= William A. Greene =

American publicist (1913–1967)

Philip William Aldrich Greene (1913–1967), better known as William A. Greene, was a publicist. He served as the head of the Crusade for Freedom campaign that funded Radio Free Europe. Greene also served as vice president of InfoPlan, an international public relations firm.

==Early life and education==

Greene was born in Los Angeles, California on November 22, 1913. After his family moved to Summit, New Jersey, he attended Summit High School. Greene then graduated from the Morristown School (now Morristown-Beard School) in Morristown, New Jersey in 1932. While at Morristown School, he played on the ice hockey team Greene completed his bachelor's degree at Yale University in New Haven, Connecticut in 1936. During his studies at Yale, he joined the Society of Book and Snake, a secret society, and Alpha Delta Phi, a fraternity. Greene also played on the junior varsity ice hockey team and the tennis team.

After college, Greene began working as an advertising salesman at The New York Herald Tribune, a New York City newspaper. After working there for four years, he joined the Bureau of Advertising at the American Newspaper Publishers Association. In 1942, Greene enlisted with the U.S. Navy to serve as a public information officer and then a naval aviator. He flew blimps at Moffett Federal Airfield, the home of NASA's Ames Research Center, and he earned the rank of lieutenant.

==Post-war career==

After returning to the Bureau of Advertising, Greene worked as a senior member of the sales staff. In 1946, the Bureau named him the executive assistant to Bureau's director. Green served in that role until 1950 when the Bureau named him as the assistant executive director. He led the development of strategies to assist newspapers in addressing competition from TV advertising and radio ads. In 1954, Greene announced the Bureau's prediction of a record of $600 million for national advertising.
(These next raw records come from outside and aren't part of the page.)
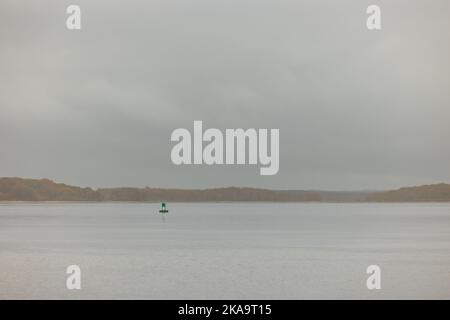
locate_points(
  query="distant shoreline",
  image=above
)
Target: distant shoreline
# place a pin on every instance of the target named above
(45, 190)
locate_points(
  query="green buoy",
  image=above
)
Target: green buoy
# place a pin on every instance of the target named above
(163, 208)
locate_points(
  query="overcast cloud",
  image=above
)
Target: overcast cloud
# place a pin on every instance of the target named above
(356, 109)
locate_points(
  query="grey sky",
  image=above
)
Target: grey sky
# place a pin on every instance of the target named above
(356, 109)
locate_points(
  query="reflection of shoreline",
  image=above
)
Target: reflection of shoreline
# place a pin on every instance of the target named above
(44, 190)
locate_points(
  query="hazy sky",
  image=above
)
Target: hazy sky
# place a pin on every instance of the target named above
(356, 109)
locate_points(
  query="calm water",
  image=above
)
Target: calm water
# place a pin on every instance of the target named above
(225, 250)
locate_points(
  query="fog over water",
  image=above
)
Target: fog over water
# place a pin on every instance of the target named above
(356, 109)
(225, 250)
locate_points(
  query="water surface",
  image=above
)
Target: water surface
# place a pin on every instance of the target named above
(224, 250)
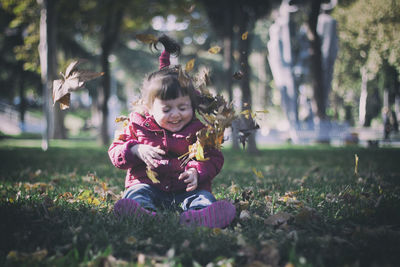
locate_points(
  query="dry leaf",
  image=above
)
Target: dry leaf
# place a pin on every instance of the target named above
(244, 215)
(152, 175)
(121, 119)
(214, 49)
(147, 38)
(257, 173)
(279, 218)
(238, 75)
(189, 65)
(73, 80)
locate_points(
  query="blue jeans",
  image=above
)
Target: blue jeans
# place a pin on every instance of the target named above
(152, 198)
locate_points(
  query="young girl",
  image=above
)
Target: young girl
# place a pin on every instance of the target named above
(155, 138)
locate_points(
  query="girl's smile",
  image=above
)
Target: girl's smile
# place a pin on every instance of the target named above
(172, 114)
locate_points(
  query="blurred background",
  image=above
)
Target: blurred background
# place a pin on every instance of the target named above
(326, 71)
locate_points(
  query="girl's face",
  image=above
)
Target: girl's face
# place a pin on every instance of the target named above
(172, 114)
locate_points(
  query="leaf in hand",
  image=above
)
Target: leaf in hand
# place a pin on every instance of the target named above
(73, 80)
(152, 175)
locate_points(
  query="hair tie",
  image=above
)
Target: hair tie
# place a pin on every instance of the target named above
(164, 59)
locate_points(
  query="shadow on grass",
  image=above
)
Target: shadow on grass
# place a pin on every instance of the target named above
(308, 206)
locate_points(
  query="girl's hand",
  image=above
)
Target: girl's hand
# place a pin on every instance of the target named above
(148, 154)
(190, 176)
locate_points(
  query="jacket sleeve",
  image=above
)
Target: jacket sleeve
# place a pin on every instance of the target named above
(208, 169)
(120, 152)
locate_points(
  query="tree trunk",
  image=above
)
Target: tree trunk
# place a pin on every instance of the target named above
(316, 61)
(244, 49)
(110, 35)
(228, 64)
(46, 51)
(22, 103)
(363, 97)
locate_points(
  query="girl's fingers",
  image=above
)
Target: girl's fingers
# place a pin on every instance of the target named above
(158, 150)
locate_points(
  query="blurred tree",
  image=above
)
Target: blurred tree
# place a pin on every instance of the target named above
(369, 48)
(106, 20)
(15, 77)
(225, 16)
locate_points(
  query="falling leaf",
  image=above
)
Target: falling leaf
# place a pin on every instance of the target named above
(152, 175)
(147, 38)
(356, 164)
(257, 173)
(244, 215)
(190, 9)
(234, 188)
(73, 80)
(121, 119)
(189, 65)
(238, 75)
(214, 50)
(130, 240)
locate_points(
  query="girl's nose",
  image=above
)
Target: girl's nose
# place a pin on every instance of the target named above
(175, 113)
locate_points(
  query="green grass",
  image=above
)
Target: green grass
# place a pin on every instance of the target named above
(306, 207)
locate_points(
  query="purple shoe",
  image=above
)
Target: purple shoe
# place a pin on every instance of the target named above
(218, 215)
(127, 207)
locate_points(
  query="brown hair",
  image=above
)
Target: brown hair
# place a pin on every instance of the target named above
(167, 82)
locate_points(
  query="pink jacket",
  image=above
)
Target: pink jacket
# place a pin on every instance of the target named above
(144, 130)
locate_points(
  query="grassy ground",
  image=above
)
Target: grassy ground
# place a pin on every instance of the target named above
(297, 206)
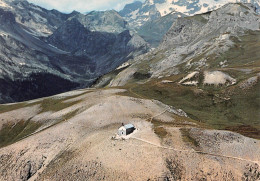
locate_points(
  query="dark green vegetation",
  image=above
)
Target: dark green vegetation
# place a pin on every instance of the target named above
(13, 133)
(187, 138)
(35, 86)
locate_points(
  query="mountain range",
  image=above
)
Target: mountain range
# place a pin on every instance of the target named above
(188, 81)
(72, 49)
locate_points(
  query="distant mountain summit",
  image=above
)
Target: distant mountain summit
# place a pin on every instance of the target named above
(138, 13)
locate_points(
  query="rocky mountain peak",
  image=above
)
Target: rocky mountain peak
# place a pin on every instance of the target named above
(6, 17)
(139, 14)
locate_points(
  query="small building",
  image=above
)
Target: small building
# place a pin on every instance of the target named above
(125, 130)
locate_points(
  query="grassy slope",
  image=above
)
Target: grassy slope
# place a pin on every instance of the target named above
(10, 134)
(206, 104)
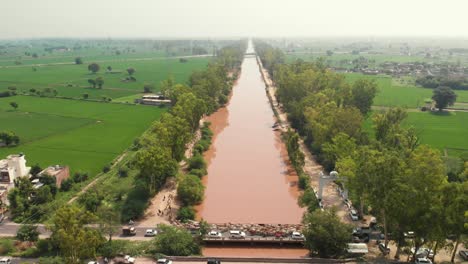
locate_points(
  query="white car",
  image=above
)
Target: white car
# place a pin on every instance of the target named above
(129, 259)
(214, 234)
(353, 215)
(236, 234)
(423, 252)
(151, 232)
(164, 261)
(423, 261)
(297, 236)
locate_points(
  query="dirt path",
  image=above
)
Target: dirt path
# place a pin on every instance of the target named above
(331, 197)
(93, 182)
(164, 205)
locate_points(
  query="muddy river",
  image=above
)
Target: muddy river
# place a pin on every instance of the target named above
(248, 178)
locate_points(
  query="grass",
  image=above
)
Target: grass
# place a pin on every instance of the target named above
(393, 94)
(445, 130)
(60, 77)
(84, 135)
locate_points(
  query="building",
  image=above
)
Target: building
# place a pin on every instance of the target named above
(59, 172)
(12, 167)
(153, 99)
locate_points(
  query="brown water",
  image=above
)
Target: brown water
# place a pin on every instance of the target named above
(248, 179)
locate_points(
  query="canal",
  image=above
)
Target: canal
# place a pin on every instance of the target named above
(249, 180)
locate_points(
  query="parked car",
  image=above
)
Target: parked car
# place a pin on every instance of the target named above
(423, 261)
(463, 254)
(214, 234)
(151, 232)
(164, 261)
(385, 250)
(423, 252)
(353, 215)
(297, 236)
(130, 260)
(236, 234)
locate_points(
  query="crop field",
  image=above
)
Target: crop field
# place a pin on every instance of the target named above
(84, 135)
(72, 80)
(391, 94)
(444, 131)
(441, 130)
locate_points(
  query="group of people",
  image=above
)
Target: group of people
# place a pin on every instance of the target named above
(168, 208)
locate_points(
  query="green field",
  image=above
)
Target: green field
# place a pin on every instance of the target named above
(443, 131)
(84, 135)
(71, 80)
(392, 94)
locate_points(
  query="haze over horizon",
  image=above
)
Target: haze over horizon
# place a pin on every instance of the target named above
(219, 18)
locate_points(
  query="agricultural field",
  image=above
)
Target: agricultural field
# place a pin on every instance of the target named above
(392, 93)
(71, 80)
(82, 134)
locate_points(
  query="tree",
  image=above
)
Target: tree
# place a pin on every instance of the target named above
(325, 234)
(27, 232)
(190, 190)
(148, 88)
(94, 67)
(175, 241)
(92, 82)
(109, 220)
(444, 96)
(363, 93)
(14, 105)
(99, 82)
(78, 60)
(72, 236)
(131, 71)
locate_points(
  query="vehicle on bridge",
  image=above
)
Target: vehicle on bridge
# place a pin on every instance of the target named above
(236, 234)
(128, 231)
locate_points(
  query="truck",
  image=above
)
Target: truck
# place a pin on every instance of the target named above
(128, 231)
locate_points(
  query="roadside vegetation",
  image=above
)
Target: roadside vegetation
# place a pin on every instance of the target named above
(389, 175)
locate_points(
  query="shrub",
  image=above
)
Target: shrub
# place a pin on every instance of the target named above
(27, 233)
(186, 213)
(197, 162)
(123, 171)
(6, 246)
(106, 169)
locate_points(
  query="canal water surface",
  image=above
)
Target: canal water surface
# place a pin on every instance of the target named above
(249, 180)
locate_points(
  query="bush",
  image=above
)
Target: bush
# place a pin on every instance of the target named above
(197, 162)
(6, 246)
(27, 233)
(186, 213)
(106, 169)
(66, 185)
(123, 171)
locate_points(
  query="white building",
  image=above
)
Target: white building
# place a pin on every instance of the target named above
(12, 167)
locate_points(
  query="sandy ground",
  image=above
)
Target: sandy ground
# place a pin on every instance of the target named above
(164, 205)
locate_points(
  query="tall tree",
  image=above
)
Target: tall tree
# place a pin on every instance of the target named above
(94, 67)
(72, 236)
(325, 234)
(444, 96)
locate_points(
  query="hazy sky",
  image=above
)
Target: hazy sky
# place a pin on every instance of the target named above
(222, 18)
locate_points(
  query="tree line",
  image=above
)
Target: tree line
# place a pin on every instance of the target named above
(390, 174)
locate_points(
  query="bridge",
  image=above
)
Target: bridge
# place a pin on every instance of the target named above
(255, 240)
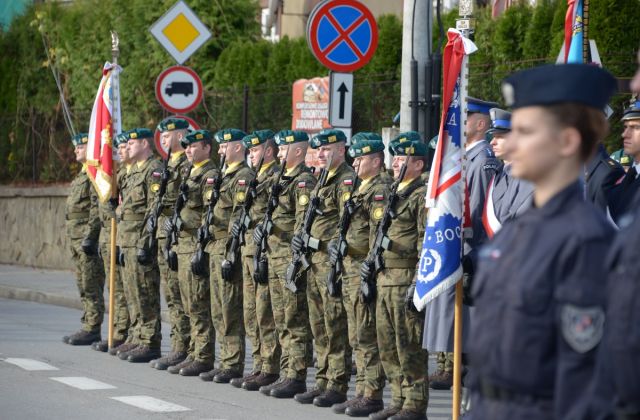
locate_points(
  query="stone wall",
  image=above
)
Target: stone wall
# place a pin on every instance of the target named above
(32, 227)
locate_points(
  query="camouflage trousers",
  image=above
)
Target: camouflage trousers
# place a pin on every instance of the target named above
(142, 285)
(361, 319)
(226, 309)
(90, 282)
(120, 308)
(329, 327)
(196, 301)
(259, 318)
(400, 342)
(291, 316)
(180, 329)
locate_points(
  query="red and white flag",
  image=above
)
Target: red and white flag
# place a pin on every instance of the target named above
(104, 125)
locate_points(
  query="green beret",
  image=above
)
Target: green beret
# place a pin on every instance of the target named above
(363, 144)
(328, 136)
(257, 138)
(285, 137)
(229, 134)
(170, 124)
(408, 148)
(196, 136)
(120, 139)
(139, 134)
(80, 139)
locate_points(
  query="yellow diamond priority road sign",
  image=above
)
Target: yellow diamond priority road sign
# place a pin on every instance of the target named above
(180, 32)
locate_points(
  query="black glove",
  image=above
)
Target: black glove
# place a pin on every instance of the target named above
(408, 299)
(168, 226)
(258, 234)
(144, 256)
(297, 243)
(334, 252)
(467, 280)
(89, 247)
(152, 223)
(235, 229)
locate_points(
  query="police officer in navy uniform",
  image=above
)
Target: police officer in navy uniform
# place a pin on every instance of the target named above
(539, 291)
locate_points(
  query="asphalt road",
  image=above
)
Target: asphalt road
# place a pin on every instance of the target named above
(42, 378)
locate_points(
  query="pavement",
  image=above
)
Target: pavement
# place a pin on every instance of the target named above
(58, 288)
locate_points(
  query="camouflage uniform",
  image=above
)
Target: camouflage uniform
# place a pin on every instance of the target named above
(290, 310)
(195, 289)
(142, 282)
(370, 198)
(226, 296)
(399, 330)
(326, 313)
(180, 330)
(259, 326)
(83, 221)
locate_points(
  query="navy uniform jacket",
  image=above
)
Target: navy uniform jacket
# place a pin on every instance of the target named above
(540, 295)
(601, 175)
(482, 165)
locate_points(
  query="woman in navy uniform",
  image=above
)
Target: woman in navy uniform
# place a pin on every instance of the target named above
(540, 286)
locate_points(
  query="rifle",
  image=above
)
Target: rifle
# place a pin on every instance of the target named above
(382, 242)
(299, 259)
(236, 240)
(260, 264)
(203, 235)
(349, 208)
(152, 224)
(176, 223)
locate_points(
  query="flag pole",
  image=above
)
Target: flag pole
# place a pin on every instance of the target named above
(115, 118)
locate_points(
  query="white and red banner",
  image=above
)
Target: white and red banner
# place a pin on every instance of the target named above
(104, 125)
(440, 261)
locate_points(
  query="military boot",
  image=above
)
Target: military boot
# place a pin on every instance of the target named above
(261, 380)
(171, 359)
(409, 415)
(339, 408)
(195, 368)
(266, 389)
(307, 397)
(444, 382)
(226, 375)
(84, 338)
(385, 414)
(363, 407)
(143, 354)
(237, 382)
(289, 388)
(175, 369)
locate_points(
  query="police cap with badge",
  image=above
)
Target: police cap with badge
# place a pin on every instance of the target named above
(257, 138)
(327, 137)
(363, 144)
(228, 135)
(80, 139)
(195, 137)
(284, 137)
(172, 123)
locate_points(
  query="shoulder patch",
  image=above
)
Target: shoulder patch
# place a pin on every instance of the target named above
(582, 327)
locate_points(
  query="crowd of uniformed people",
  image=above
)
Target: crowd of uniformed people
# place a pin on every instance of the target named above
(265, 242)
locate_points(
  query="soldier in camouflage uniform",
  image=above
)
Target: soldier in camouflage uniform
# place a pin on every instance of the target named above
(368, 198)
(226, 293)
(172, 131)
(289, 309)
(259, 327)
(194, 289)
(83, 230)
(398, 324)
(141, 276)
(107, 212)
(326, 313)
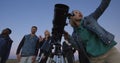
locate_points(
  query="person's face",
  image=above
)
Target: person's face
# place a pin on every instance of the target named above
(5, 32)
(47, 34)
(77, 15)
(33, 30)
(76, 18)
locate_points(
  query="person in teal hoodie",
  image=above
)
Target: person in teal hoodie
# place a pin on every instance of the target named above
(89, 38)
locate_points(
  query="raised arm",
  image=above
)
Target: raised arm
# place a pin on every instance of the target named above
(20, 45)
(99, 11)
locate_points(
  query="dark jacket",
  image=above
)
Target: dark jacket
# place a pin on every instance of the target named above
(5, 47)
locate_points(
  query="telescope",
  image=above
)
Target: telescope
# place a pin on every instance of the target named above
(59, 22)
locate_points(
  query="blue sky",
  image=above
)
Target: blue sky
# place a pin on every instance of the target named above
(20, 15)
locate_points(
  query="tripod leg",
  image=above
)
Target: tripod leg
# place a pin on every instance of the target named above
(39, 58)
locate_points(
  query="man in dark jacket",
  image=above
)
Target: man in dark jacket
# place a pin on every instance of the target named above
(68, 50)
(28, 47)
(5, 45)
(93, 42)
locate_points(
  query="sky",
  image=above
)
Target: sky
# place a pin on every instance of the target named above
(21, 15)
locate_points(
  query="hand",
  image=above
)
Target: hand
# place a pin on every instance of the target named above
(40, 38)
(18, 57)
(33, 59)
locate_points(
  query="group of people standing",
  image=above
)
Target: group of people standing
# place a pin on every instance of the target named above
(30, 45)
(93, 43)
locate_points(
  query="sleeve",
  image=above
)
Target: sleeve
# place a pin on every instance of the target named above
(102, 7)
(20, 45)
(37, 48)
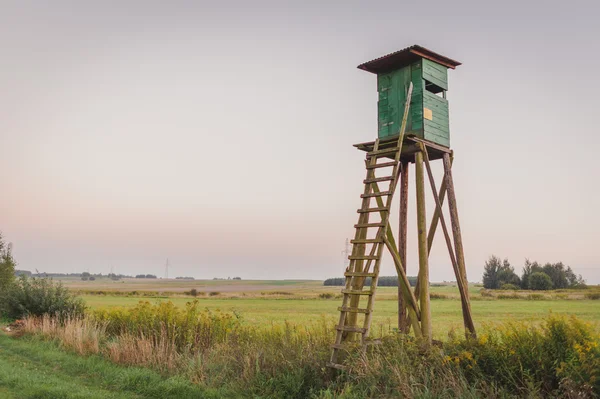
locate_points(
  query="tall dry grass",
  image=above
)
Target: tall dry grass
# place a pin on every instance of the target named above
(559, 358)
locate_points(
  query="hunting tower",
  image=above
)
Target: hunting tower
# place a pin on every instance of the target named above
(413, 127)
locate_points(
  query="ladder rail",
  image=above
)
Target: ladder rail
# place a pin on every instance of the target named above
(357, 269)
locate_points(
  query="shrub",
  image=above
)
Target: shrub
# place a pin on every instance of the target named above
(592, 295)
(561, 357)
(540, 281)
(509, 296)
(7, 266)
(535, 297)
(41, 296)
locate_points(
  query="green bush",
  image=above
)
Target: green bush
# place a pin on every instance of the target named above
(559, 358)
(592, 295)
(540, 281)
(509, 286)
(41, 296)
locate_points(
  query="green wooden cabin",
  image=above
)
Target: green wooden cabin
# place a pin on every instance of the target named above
(428, 71)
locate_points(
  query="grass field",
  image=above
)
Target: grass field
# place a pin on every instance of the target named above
(33, 368)
(446, 314)
(297, 301)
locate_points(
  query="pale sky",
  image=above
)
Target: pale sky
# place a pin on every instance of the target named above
(219, 134)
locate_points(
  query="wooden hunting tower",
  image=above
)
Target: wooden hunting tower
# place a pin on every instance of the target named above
(428, 72)
(413, 127)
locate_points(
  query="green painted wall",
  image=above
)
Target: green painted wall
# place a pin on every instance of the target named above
(427, 77)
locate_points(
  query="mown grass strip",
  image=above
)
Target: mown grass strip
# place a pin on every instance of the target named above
(30, 367)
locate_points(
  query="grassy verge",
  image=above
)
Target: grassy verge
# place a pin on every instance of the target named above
(557, 357)
(32, 368)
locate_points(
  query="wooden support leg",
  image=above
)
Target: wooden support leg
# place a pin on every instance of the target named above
(434, 221)
(403, 325)
(462, 284)
(458, 246)
(426, 327)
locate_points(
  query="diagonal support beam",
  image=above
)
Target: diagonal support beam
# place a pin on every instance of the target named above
(463, 290)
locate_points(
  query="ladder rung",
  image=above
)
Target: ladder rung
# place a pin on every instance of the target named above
(362, 257)
(377, 153)
(367, 241)
(353, 310)
(367, 225)
(378, 179)
(351, 329)
(378, 209)
(359, 274)
(357, 292)
(382, 165)
(336, 366)
(379, 194)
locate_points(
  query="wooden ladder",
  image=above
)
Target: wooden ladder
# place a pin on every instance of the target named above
(363, 263)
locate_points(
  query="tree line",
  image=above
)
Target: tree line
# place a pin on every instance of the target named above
(384, 281)
(500, 274)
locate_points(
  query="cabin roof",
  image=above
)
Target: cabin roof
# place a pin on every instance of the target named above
(406, 57)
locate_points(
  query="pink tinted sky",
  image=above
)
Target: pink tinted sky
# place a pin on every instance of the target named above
(220, 135)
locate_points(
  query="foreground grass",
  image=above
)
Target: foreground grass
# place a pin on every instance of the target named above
(557, 357)
(32, 368)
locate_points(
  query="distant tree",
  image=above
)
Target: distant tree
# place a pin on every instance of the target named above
(7, 266)
(540, 281)
(497, 273)
(528, 270)
(561, 276)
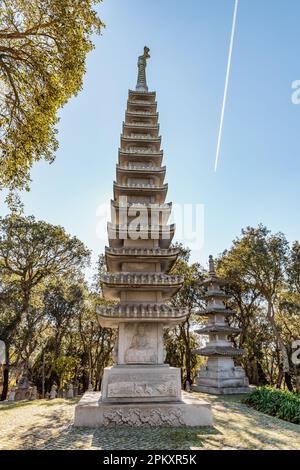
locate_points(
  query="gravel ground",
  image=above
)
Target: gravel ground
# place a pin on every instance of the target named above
(48, 425)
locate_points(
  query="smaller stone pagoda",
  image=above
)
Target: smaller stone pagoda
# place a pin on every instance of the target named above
(219, 375)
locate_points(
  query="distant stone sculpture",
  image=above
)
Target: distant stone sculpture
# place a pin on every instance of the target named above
(2, 352)
(53, 392)
(12, 393)
(24, 390)
(34, 393)
(219, 375)
(75, 388)
(70, 391)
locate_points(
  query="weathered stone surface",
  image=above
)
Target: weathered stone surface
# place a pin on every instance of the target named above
(138, 383)
(91, 411)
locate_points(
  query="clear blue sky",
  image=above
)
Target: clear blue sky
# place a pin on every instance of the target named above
(257, 180)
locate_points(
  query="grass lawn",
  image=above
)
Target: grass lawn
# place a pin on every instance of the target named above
(48, 425)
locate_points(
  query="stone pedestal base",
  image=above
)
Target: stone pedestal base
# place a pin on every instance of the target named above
(141, 383)
(222, 382)
(92, 412)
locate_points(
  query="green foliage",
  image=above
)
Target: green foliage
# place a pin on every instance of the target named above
(65, 367)
(43, 49)
(279, 403)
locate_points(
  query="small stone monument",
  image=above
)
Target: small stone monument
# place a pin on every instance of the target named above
(12, 393)
(23, 390)
(75, 388)
(53, 392)
(34, 393)
(219, 375)
(70, 391)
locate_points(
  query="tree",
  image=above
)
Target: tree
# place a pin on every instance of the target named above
(43, 49)
(261, 258)
(32, 253)
(246, 301)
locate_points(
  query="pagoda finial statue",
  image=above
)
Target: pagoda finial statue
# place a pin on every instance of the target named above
(211, 265)
(142, 63)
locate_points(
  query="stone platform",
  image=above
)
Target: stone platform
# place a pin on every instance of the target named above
(92, 412)
(222, 381)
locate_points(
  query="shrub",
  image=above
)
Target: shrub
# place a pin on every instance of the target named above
(279, 403)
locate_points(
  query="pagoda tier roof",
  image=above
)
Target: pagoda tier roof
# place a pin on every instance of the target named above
(143, 312)
(141, 189)
(141, 152)
(116, 256)
(117, 233)
(140, 169)
(207, 329)
(155, 158)
(142, 103)
(140, 125)
(213, 279)
(143, 252)
(216, 294)
(167, 206)
(141, 114)
(215, 311)
(138, 278)
(142, 93)
(144, 141)
(114, 284)
(219, 351)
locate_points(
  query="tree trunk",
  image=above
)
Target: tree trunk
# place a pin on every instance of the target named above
(283, 349)
(5, 375)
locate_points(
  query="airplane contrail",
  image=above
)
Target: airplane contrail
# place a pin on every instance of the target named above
(226, 82)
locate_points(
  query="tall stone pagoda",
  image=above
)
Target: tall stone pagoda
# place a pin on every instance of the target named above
(140, 389)
(219, 375)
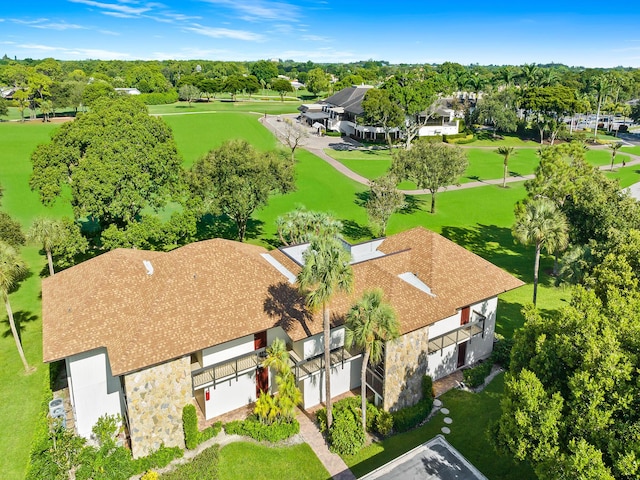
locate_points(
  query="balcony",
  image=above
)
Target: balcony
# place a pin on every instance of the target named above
(231, 368)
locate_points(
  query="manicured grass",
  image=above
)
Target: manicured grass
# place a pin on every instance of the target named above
(471, 413)
(21, 395)
(240, 461)
(271, 107)
(195, 135)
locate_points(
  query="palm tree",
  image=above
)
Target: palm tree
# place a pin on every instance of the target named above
(540, 224)
(46, 232)
(506, 152)
(12, 269)
(370, 324)
(326, 271)
(615, 146)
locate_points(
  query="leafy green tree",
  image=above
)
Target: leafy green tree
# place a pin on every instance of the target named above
(264, 70)
(301, 225)
(12, 270)
(4, 108)
(11, 231)
(117, 160)
(47, 232)
(326, 271)
(317, 81)
(499, 110)
(431, 166)
(370, 324)
(384, 200)
(380, 111)
(237, 179)
(282, 86)
(615, 146)
(540, 224)
(506, 152)
(188, 93)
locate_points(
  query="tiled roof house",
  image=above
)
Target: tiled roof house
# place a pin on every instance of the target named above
(144, 333)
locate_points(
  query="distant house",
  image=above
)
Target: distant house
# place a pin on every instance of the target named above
(340, 113)
(144, 333)
(128, 91)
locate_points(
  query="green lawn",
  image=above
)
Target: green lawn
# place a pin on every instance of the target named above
(249, 461)
(478, 219)
(471, 414)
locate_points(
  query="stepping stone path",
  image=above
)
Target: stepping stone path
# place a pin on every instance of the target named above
(445, 411)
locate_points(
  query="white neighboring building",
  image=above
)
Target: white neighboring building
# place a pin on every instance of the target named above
(145, 333)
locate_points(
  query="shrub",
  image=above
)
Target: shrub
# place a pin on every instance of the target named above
(204, 465)
(190, 426)
(254, 428)
(474, 377)
(427, 387)
(346, 436)
(409, 417)
(384, 423)
(502, 352)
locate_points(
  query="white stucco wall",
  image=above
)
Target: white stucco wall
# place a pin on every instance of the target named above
(312, 346)
(431, 130)
(343, 379)
(225, 351)
(95, 392)
(444, 362)
(231, 394)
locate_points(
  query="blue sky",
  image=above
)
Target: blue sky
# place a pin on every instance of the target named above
(579, 33)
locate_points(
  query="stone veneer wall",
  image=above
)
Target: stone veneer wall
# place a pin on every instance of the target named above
(155, 398)
(405, 365)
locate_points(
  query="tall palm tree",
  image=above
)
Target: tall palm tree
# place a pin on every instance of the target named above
(46, 232)
(370, 324)
(615, 146)
(326, 271)
(541, 224)
(12, 269)
(506, 152)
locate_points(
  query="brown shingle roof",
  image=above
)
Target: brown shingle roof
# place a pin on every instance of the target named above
(214, 291)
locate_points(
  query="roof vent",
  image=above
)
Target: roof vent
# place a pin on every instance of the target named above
(148, 266)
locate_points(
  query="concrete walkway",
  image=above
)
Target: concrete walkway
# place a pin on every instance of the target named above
(316, 145)
(331, 461)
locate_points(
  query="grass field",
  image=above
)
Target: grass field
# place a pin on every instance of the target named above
(471, 413)
(248, 461)
(478, 219)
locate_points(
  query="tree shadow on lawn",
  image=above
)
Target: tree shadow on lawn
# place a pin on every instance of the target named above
(496, 245)
(223, 226)
(20, 317)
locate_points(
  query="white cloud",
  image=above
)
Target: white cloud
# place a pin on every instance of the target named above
(256, 10)
(224, 33)
(116, 7)
(46, 24)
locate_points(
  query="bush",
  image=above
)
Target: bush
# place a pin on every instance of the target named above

In the fall of 1954, the American Heritage Foundation elected General Walter Bedell Smith as president. The foundation also named Greene as national chairman of its Crusade for Freedom, and elected him to the board of trustees. Inaugurated by Dwight Eisenhower, the campaign raised funding for Radio Free Europe in Eastern Europe and helped publicize the radio network. On March 27, 1956, Eisenhower penned a letter to Greene to express his appreciation for the work of the campaign. First Lady Mamie Eisenhower later hand delivered the letter to him during a ceremony at the White House. (The American Presidency Project at the University of California-Santa Barbara houses a copy of the letter.) She also presented a check for $333 to 14-year-old Henry Harrison, a paperboy for the Philadelphia Bulletin. Harrison represented a network of 60,000 paperboys from 150 daily newspapers raising money for the campaign.

==Public relations consulting==

After leaving the Crusade for Freedom in 1956, Greene worked as a public relations consultant. He served as public relations counsel for H.K. Porter, Inc., a locomotive equipment manufacturer. Greene also consulted for the Crane Company, a plumbing materials manufacturer founded by Richard T. Crane. Greene then served as assistant to the president of the Brown Company, a manufacturer of paper and wood products. During the 1960s, the Brown Company named him to their Board of Directors, and he also joined the Board of Communications Advisers. Greene later left Brown Company to serve as the vice president of InfoPlan, an international firm for public relations.

During his career, Greene served on the board of directors of the New York School of Social Work. (The school is now Columbia University's School of Social Work). He also served on the boards of the Advertising Federation of America, the Brand Names Foundation, and Greenwich, Connecticut's Community Chest.

==Golf==

While living in the New York City area, Greene played golf at Apawamis Club in Rye, New York. In 1941, he set the national hole-in-one distance record while playing with partner Arthur Brashears. Greene drove a ball 340 yards at the 11th hole of the golf course. The shot carried 225 yards on the fly. Greene also sailed. In 1954, he navigated stormy waters on the Atlantic Ocean for 10 hours while Hurricane Carol hit the Mid-Atlantic states.

==Personal life==

Greene married Anne (Holt) Greene on November 30, 1941. They had five children: Philip W., John H., Michael S., Georgianna H., and Louisa A.

A resident of Greenwich, Connecticut, he died at Greenwich Hospital on January 27, 1967.